Apart from the quintessential Papad, pickle, Kadhi and Saibhaji, Sindhis are well known for their love for the lotus stem and they are the most avid eaters of this slightly nutty, mildly sweet, crunchy stem. Their insatiable appetite for Bhee is the reason that lotus stems are particularly found in markets in and around Sindhi populated areas. Bhee (Lotus stem), dhodhee/Pabhora (lotus seeds) and Lohr (corm) are the parts of Lotus plant that Sindhis eat with great relish.
While our Bhee paalak is bit similar to Kashmiri Nadru paalak (Paalak nadir) and our gravy based bhee curries are similar to Punjabi curries, Sindhis use lotus stem in many unique ways too. For example; Bhee is added in potato tikkis or is stuffed, batter-coated and fried to make signature Bhee tikki (pakora). Bhee jyun kachryun i.e sun-dried lotus stems are very popular in our cuisine and the flash fried Kachryun can turn the humble dal chaawal into a satiating meal. Lotus stem is also pickled in a typical Sindhi pickle base of chili powder and vinegar.

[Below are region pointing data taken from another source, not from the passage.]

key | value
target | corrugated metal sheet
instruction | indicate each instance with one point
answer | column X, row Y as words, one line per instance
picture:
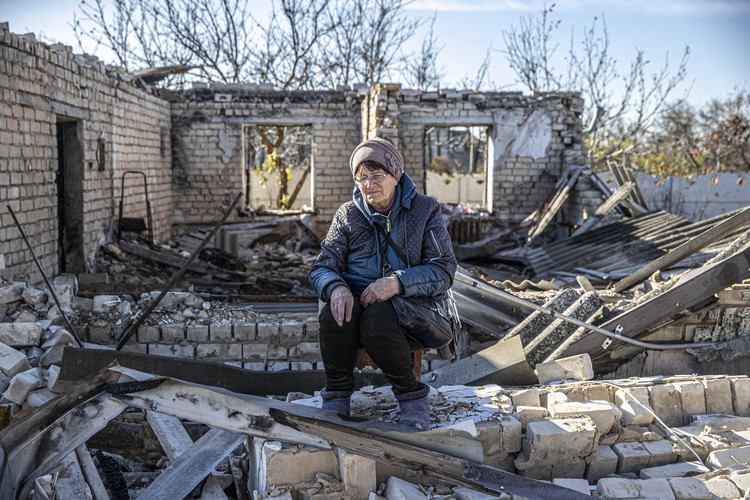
column 617, row 249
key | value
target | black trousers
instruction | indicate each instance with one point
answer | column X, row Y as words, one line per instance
column 377, row 330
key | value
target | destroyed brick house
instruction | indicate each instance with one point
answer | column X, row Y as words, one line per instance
column 604, row 350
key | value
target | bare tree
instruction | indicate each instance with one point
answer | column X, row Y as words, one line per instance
column 421, row 68
column 631, row 100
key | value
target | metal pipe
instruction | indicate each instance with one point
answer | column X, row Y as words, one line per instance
column 130, row 329
column 616, row 336
column 44, row 275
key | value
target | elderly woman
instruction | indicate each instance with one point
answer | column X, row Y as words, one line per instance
column 359, row 271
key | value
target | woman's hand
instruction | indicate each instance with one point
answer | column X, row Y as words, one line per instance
column 342, row 302
column 380, row 291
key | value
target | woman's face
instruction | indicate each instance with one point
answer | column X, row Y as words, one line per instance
column 379, row 195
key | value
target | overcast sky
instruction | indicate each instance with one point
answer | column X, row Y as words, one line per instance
column 717, row 31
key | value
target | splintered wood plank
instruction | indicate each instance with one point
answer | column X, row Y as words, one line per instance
column 190, row 468
column 170, row 432
column 692, row 289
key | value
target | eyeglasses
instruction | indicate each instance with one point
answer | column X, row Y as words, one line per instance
column 376, row 178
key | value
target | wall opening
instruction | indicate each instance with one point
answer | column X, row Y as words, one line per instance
column 456, row 164
column 70, row 197
column 278, row 166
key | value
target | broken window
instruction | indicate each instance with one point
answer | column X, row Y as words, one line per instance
column 456, row 164
column 278, row 163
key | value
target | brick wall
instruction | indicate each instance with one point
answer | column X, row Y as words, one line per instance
column 43, row 86
column 207, row 176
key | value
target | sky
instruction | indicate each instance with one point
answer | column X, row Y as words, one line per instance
column 717, row 31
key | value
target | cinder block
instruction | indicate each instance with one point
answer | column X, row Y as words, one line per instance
column 601, row 412
column 358, row 474
column 722, row 488
column 576, row 436
column 718, row 395
column 631, row 457
column 571, row 368
column 732, row 456
column 148, row 334
column 173, row 333
column 267, row 330
column 665, row 402
column 660, row 452
column 528, row 414
column 692, row 397
column 603, row 464
column 244, row 331
column 680, row 469
column 689, row 488
column 22, row 384
column 579, row 485
column 286, row 463
column 636, row 413
column 197, row 333
column 220, row 333
column 20, row 334
column 12, row 362
column 526, row 397
column 741, row 396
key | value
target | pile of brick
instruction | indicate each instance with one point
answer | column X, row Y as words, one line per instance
column 678, row 437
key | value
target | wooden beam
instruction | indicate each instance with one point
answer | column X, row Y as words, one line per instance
column 688, row 248
column 692, row 289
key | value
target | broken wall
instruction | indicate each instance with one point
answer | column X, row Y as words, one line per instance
column 207, row 127
column 69, row 128
column 532, row 139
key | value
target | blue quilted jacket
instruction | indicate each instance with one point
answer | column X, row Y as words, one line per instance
column 351, row 253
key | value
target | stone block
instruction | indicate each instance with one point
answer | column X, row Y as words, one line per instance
column 34, row 296
column 601, row 412
column 602, row 464
column 722, row 488
column 579, row 485
column 526, row 414
column 741, row 396
column 692, row 397
column 636, row 413
column 172, row 350
column 105, row 303
column 148, row 334
column 742, row 481
column 285, row 463
column 245, row 331
column 358, row 474
column 665, row 401
column 173, row 333
column 39, row 397
column 20, row 334
column 220, row 333
column 630, row 393
column 526, row 397
column 53, row 348
column 197, row 333
column 571, row 368
column 718, row 395
column 22, row 384
column 12, row 293
column 577, row 437
column 631, row 457
column 267, row 330
column 689, row 488
column 511, row 432
column 731, row 456
column 660, row 452
column 12, row 362
column 100, row 334
column 680, row 469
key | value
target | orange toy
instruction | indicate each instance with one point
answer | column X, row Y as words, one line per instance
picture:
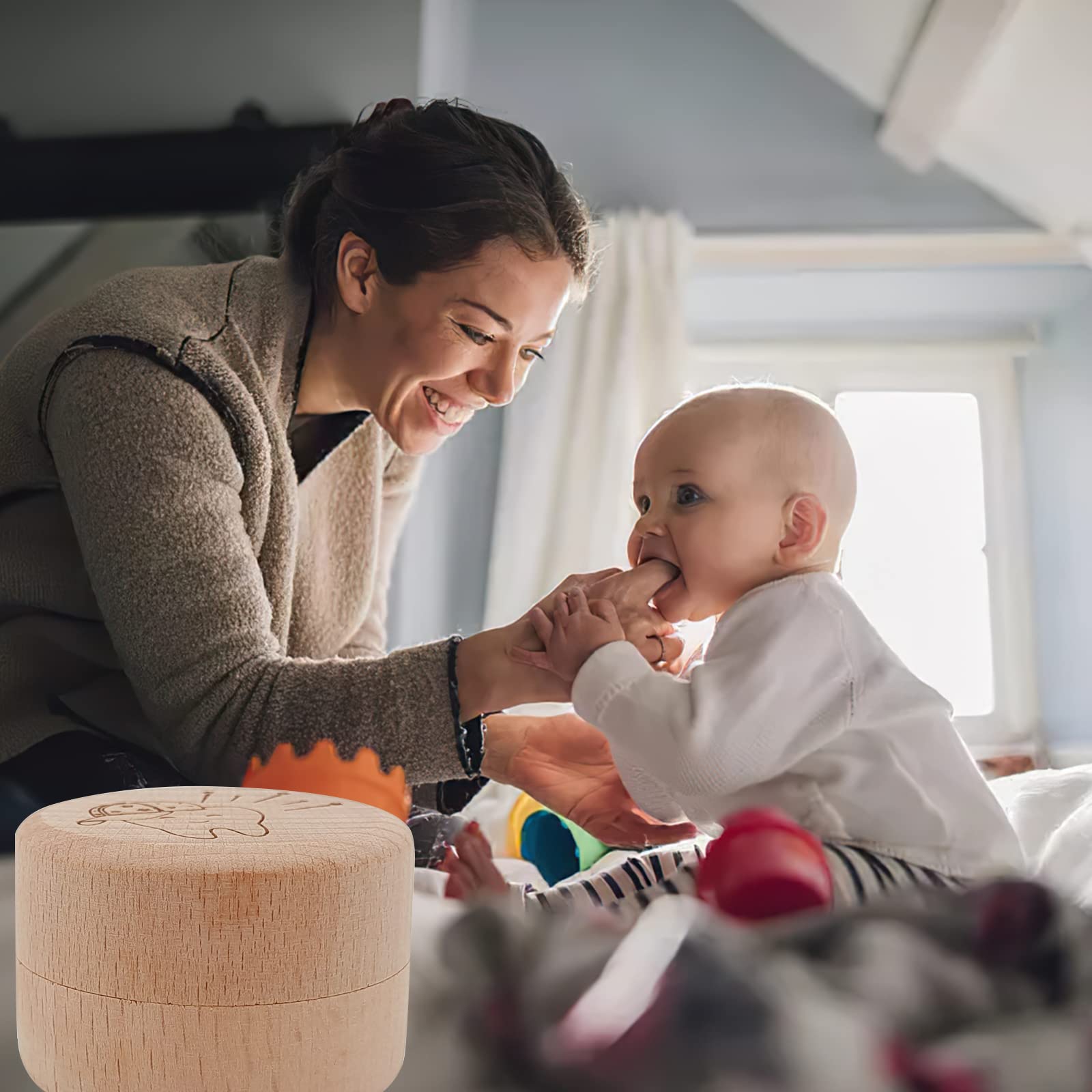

Suanhjro Ain bhee (drumstick flowers with lotus stem) and Suandhro bhee (dried tender drumsticks with lotus stem) are some lesser known but delicious and highly nutritious recipes of Sindhi cuisine. The fresh seeds of lotus pods are snacked upon (raw) while the corm of lotus, known as Lohr is boiled, peeled, pepped up with salt and freshly ground black pepper powder and is served with tangy mint coriander chutney.
Lohr or Lotus corm
The most traditional way of cooking lotus stem is in a clay pot, till soft and starchy, served with a dash of spicy mint coriander chutney. This chaat, known as Kuneh ja bhee (Kunoh means the clay or earthen pot ), the pride of Sindhi cuisine, is now almost a lost recipe. The lotus stem is cleaned thoroughly, cut in pieces, salted and steamed (not boiled) in an inverted clay pot, for hours, till the stem is soft and stringy.
Kuneh Ja Bhee
The above mentioned method of cooking ensures a great texture and the clay pot enhances the earthy flavors of bhee. Since this method requires cooking for long hours, I tried a different way to steam lotus stem, which is explained in the recipe section. If you have a better way to do this, please do share your method in the comments section 🙂
This is one of the most famous chaat from pre partition era and I remember eating this few decades ago. Around Diwali, a person carrying a huge matka containing lotus stem and a small steel container filled with chutney, along with the pouches filled with various spices like rock salt, black pepper powder and red chilli powder along with amchoor powder that would fit in the neck of the clay pot, used to move around streets. Halting wherever he got some customers, he used to pull out the snugly fitted container and spice pouches from the pot and would pick out some perfectly cooked kuneh ja bhee, plonk on a piece of newspaper, on which he would sprinkle the spices like the magical pixie dust, in varying proportions, as per the customer’s demand. Few spoons of spicy green chutney would provide the required kick and a very nutritious chaat would warm our souls on those early winter days.
- Lotus stem 250 gm
- Rock salt (powdered) a pinch or so
- Amchoor powder
- Black pepper powder
- Red chili powder
- Mint coriander chutney
- Clean lotus stem and cut into 2 inch long pieces.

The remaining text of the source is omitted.